Bom dia!
CBOT reabre as 10h30, as apostas dos agentes especuladores estão em baixa para milho e alta pra soja.
Fatores geopolíticos, condições climáticas e dinâmicas de oferta e demanda em diferentes regiões do mundo regem os mercados.
Colheita da safra recorde de milho no MT segue avançando, longas filas para descarga nas unidades e montanhas do cereal sendo armazenadas a céu aberto, anunciam o futuro logístico do país.
Modelos climáticos, de sete dias, seguem apontando bons volumes de chuvas para o cinturão agrícola dos EUA.
Modelos de 8 a 14 dias seguem trazendo acumulados expressivos de chuvas e temperaturas mais amenas. Que certamente beneficiarão as culturas em desenvolvimento.
Acordo de exportação de grãos no mar negro, volta ao radar dos investidores.
As negociações entre a Rússia e a Ucrânia ainda estão em andamento, o que sugere que ainda existe a possibilidade de um acordo ou renovação do corredor de exportação.
Principais bolsas mundiais trabalham com tom baixista com agentes de mercado aguardando a divulgação da ATA do FOMC na volta do feriado americano.
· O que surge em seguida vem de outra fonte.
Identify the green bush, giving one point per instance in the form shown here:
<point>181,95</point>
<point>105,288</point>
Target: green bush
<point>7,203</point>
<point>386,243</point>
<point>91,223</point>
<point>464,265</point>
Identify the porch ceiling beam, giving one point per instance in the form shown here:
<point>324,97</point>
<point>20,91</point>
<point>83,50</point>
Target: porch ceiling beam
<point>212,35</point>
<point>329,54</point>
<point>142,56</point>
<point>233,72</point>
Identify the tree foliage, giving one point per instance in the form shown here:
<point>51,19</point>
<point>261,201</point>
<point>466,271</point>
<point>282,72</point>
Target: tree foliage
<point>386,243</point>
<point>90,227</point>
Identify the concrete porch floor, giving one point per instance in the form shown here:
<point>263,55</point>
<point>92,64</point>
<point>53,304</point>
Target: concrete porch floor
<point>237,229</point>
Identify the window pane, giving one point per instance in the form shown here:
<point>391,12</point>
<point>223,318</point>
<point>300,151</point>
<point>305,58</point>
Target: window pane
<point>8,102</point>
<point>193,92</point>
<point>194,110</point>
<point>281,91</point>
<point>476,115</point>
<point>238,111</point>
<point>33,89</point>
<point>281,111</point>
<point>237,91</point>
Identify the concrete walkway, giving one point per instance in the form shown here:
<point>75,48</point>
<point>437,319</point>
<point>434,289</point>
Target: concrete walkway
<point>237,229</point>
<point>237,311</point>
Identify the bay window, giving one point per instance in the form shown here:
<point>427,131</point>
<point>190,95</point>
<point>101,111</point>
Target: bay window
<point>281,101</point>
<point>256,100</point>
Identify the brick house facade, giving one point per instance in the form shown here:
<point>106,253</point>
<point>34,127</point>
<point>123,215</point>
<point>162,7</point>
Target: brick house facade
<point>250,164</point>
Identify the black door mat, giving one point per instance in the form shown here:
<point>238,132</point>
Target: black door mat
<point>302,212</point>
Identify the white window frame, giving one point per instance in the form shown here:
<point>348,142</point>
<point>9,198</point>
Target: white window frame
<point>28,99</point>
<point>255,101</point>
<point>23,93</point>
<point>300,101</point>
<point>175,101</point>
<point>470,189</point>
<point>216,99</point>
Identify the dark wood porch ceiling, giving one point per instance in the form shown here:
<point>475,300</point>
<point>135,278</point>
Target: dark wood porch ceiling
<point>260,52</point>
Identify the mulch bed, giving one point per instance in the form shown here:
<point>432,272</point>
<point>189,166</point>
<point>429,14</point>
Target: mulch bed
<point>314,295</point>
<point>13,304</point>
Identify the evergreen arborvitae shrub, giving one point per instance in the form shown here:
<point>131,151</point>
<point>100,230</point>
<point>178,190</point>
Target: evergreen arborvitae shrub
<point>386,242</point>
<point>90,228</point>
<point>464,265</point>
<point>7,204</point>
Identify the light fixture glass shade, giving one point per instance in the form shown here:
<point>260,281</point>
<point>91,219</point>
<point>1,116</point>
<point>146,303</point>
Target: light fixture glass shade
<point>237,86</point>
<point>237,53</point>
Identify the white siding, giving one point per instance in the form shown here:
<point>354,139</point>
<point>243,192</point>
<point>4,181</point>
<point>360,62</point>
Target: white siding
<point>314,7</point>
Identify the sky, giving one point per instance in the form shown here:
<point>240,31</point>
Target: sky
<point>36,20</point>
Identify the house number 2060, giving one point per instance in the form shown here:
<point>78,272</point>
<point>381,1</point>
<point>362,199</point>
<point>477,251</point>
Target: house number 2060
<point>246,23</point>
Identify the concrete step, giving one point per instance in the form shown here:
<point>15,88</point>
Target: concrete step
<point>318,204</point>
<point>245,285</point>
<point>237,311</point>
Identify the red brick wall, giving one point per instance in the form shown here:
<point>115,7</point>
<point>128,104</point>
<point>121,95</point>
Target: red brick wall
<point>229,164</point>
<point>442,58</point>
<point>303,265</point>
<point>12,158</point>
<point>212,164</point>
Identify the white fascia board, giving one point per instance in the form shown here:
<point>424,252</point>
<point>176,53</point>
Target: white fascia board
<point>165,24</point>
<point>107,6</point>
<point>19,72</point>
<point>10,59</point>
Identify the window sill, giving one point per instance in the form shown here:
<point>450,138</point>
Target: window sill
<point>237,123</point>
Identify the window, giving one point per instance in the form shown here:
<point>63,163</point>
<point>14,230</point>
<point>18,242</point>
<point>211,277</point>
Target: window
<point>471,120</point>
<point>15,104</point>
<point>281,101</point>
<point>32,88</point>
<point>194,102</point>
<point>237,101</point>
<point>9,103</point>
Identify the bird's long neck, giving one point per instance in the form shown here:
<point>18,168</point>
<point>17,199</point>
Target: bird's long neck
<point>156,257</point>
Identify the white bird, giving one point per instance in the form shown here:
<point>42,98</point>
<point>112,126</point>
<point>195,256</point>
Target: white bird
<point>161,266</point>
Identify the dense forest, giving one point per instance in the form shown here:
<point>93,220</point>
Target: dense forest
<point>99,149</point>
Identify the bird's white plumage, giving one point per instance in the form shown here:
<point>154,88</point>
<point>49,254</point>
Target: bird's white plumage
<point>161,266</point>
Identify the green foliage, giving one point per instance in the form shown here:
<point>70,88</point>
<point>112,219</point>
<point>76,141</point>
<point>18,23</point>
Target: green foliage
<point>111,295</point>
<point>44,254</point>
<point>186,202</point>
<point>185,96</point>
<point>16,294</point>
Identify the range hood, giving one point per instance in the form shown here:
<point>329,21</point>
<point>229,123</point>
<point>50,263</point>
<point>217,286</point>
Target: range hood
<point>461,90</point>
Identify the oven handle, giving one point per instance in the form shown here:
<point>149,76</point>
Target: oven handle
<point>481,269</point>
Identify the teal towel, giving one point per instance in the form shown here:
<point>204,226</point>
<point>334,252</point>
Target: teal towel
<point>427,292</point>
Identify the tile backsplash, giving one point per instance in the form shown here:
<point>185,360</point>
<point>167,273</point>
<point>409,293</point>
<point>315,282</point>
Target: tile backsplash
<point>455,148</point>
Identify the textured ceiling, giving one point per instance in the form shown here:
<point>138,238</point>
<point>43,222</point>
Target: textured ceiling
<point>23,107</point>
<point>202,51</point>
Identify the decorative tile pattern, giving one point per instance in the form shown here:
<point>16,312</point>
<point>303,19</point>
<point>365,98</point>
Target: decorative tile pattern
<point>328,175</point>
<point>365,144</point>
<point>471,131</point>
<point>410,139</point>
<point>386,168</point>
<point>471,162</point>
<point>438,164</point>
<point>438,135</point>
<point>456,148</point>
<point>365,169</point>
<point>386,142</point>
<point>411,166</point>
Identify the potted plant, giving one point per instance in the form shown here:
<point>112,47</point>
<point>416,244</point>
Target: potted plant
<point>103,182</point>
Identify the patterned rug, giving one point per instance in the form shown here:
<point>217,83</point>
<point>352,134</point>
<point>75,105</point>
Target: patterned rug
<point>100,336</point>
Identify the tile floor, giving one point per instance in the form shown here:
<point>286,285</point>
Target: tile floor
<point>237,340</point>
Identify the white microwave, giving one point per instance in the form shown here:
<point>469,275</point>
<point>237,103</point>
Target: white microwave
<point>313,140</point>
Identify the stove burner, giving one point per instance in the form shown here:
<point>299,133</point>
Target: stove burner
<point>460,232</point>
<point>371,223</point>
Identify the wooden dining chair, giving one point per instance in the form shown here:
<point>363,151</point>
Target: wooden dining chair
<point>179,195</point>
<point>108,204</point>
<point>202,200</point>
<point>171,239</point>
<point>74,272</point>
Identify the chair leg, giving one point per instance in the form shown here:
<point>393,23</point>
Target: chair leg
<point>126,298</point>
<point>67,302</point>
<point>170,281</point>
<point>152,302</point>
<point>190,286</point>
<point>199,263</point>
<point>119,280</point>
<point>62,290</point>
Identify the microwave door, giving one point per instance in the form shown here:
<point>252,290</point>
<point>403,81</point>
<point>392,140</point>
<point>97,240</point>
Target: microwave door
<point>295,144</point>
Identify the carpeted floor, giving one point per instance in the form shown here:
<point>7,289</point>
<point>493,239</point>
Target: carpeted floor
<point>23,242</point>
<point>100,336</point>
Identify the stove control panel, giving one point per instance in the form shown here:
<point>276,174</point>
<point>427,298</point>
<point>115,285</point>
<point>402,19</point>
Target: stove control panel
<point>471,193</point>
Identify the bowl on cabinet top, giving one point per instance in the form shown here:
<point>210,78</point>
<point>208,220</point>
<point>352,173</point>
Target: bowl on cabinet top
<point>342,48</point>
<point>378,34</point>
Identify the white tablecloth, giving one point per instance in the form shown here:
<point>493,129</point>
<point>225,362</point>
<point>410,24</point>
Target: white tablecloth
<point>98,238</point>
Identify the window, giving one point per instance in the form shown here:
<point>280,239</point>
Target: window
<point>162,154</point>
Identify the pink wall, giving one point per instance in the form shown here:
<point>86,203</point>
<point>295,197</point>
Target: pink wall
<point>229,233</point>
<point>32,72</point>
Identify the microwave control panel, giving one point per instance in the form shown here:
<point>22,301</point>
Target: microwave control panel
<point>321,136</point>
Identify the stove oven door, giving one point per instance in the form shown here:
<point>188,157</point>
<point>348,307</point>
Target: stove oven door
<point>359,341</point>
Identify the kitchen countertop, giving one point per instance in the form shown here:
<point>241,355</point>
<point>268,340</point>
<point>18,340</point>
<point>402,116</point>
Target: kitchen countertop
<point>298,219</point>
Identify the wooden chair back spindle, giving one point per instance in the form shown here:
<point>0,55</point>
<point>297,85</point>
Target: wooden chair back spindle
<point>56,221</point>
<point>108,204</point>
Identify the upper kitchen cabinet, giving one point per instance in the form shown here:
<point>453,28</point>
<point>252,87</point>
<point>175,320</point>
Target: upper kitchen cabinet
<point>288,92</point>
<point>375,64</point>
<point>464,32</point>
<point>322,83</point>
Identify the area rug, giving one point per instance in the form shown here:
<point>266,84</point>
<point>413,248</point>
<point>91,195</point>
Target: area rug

O documento deve trazer pistas importantes sobre os rumos das taxas de juros nos EUA.
Investidores repercutem a desaceleração da atividade do setor de serviços da China em junho.
Mercado aguarda os índices sobre o mercado de trabalho dos EUA: relatório Jolts, a pesquisa ADP e o payroll do mês de junho, este último, na sexta-feira.
Petróleo estável;
Minério de ferro 0,70%
DXY 0,20%;
No BR o destaque continua sendo o meio político com importantes pautas sendo discutidas, mercado acompanha a possível prolongação da votação da reforma tributária para agosto.
Alguns deputados estão insatisfeitos com as promessas não cumpridas, como o pagamento das emendas e a demora em nomear o deputado Celso Sabino para o Ministério do Turismo.
Comissão do Senado aprova indicados para diretorias do BC; indicado para a Diretoria de Política Monetária, Gabriel Galípolo foi aprovado por 23 votos a 2; funcionário de carreira do BC, Ailton Santos foi aprovado para a Diretoria de Fiscalização por 24 votos a 1.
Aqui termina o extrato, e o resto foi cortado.